Between the front and back faces, I then added side panels. These were glued and screwed to the front and back panels. This produced the boxes that now encased the columns. The next step was to add the trim to the columns. The picture at the right shows the beginning of the trim work. A simple two step flat molding was added where the box now met the bottom edge of the center support beam. It consists of pieces of 3/4″ MDF cut 2″ wide. the bottom of the two pieces was installed with the flat 2″ wide face against the face of the box. The top piece was installed horizontally atop the first piece.. The corners of all of these pieces were mitered, and connected with more glue. To help keep the corners tight while the glue set, I used Spring clamps on each corner. Beneath the upper piece I then added the same 3/4 round that I used atop the floor molding.
This 3/4 round was not added until after I had installed the next step. At each corner I cut and 2 more pieces of the MDF. These were cut with a 45° miter along one edge. They were cut so that they ran all the way from the top trim piece installed above, and the floor. After each corner was assembled, glued and nailed into place, blocking was installed between the corner pieces. The picture at the left may help you visualize what I’m trying to say. In this picture we have already started to paint the columns. The area above the horizontal trim piece will be painted the same green as the sheetrock. This will make the MDF above the bottom edge of the center beam, disappear visually. thus making it appear as if this large square beam is holding up the center beam.
At the bottom of each box, I added another layer of trim. This one sits proud of the box itself. It is more of the MDF, and cut to be the same 7″ tall, just as the trim along the walls was cut. Along the top of this added trim, I also added more of the same 3/4 round that sits on top of the wall molding. The addition of this layer, just makes the columns look wider at it base than at its top.

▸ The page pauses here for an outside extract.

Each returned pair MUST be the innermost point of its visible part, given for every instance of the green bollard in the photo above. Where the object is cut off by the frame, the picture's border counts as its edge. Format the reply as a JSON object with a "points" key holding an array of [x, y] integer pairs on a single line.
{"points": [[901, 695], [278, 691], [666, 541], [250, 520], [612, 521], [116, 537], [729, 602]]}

Like I did in the last posting, I wanted to give you some idea of how far this project has come. The two pictures below show the family room as it originally looked and where we are at today. We still have a ways to go, the windows still will be replaced, a new floor and ceiling installed, and new railing will be added for the stairs. But for now take a look at the before and after pictures. I hope you like the changes. I know that we certainly do.